Il 10 dicembre 1948 gli allora 58 membri dell’Onu difficilmente avrebbero immaginato che la Dichiarazione universale dei diritti umani potesse essere tanto svuotata del suo significato. Perché 70 anni dopo «non uno degli Stati firmatati ha riconosciuto ai cittadini tutti i diritti che si era impegnato a promuovere».

Lo scrivono ActionAid, Amnesty Italia, Caritas, Emergency e Oxfam nel testo che ha lanciato l’iniziativa collettiva di ieri. Una fiaccolata che ha acceso oltre 80 città italiane, dalla capitale alle periferie, da nord a sud: sono stati letti gli articoli della Dichiarazione «necessari a costruire una società più giusta, basata sui principi dell’uguaglianza e della solidarietà».

Due concetti che sembrano un’utopia nell’era della messa in discussione – ovunque – del basilare principio dell’articolo 1, «Tutti gli esseri umani nascono liberi e uguali in dignità e diritti». Le candele, ieri, si sono accese ovunque sotto lo slogan «Diritti a testa alta»: a Roma al Colosseo illuminato dall’articolo 1, a Napoli, Firenze, Milano, Palermo, Trento, Cosenza, Siracusa, Genova, Perugia, Torino, Pescara e tante altre. Piazze fisiche e virtuali: nei social in migliaia rilanciavano l’iniziativa e ribadivano la loro presenza.

Abbiamo raggiunto al telefono Rossella Miccio, presidentessa di Emergency.

Perché «Diritti a testa alta»?

I diritti sono il pilastro fondamentale della nostra società e vanno ribaditi, difesi e praticati a testa alta, senza doversi nascondere o avere timore e vergogna. Chi lo fa oggi è criminalizzato. La difesa dei diritti e la pratica quotidiana dei diritti è un’attività fondamentale per essere cittadini consapevoli che contribuiscono alla crescita della società.

La presidentessa di Emergency, Rossella Miccio

 

Scrivete che nessuno Stato firmatario ha riconosciuto pieni diritti ai cittadini. Anche l’Italia.
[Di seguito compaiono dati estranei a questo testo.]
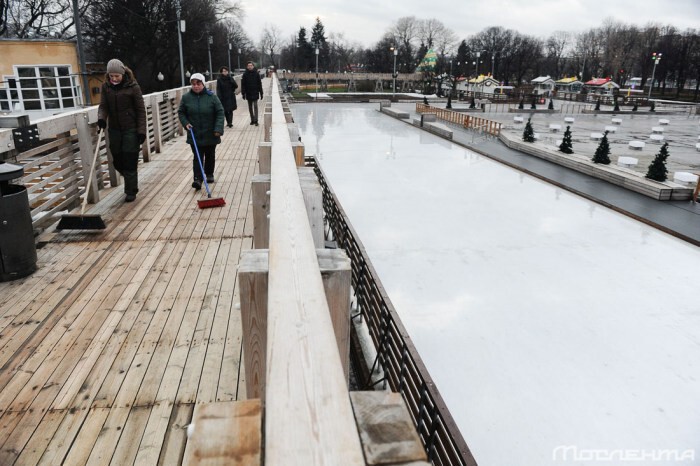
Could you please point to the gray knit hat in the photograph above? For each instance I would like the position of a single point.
(116, 66)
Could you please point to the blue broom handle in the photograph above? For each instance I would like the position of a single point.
(199, 159)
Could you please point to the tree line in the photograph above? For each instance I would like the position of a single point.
(144, 35)
(614, 50)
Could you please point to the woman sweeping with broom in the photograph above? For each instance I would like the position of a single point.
(202, 115)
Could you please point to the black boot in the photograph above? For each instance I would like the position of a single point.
(131, 185)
Sono tanti diritti non riconosciuti in Italia, ma lo sono anche i principi ispiratori della Dichiarazione che parte dal presupposto del riconoscimento di dignità e diritti di tutti gli esseri umani, ovvero l’uguaglianza che è il fondamento della pace. Quando si comincia a non riconoscere più quest’uguaglianza ma si compiono divisioni, come «prima gli italiani», viene meno di default tutto l’impianto della Dichiarazione. Come Emergency lavoriamo in Italia dal 2006 in ambito socio-sanitario e vediamo sempre più negato il diritto alle cure, previsto anche dalla costituzione. Nei nostri ambulatori fissi e mobili, la terza nazionalità per accesso è quella italiana. Non abbiamo mai pensato di sostituirci al sistema sanitario, riteniamo sia un compito di uno Stato sviluppato e democratico, ma ci troviamo a dover far fronte a bisogni urgenti e immediati anche di cittadini italiani e di dover fare un lavoro complicato perché questi cittadini rientrino nel sistema sanitario nazionale. Non riguarda solo gli stranieri con permesso di soggiorno o meno, ma anche le fasce più vulnerabili della nostra popolazione.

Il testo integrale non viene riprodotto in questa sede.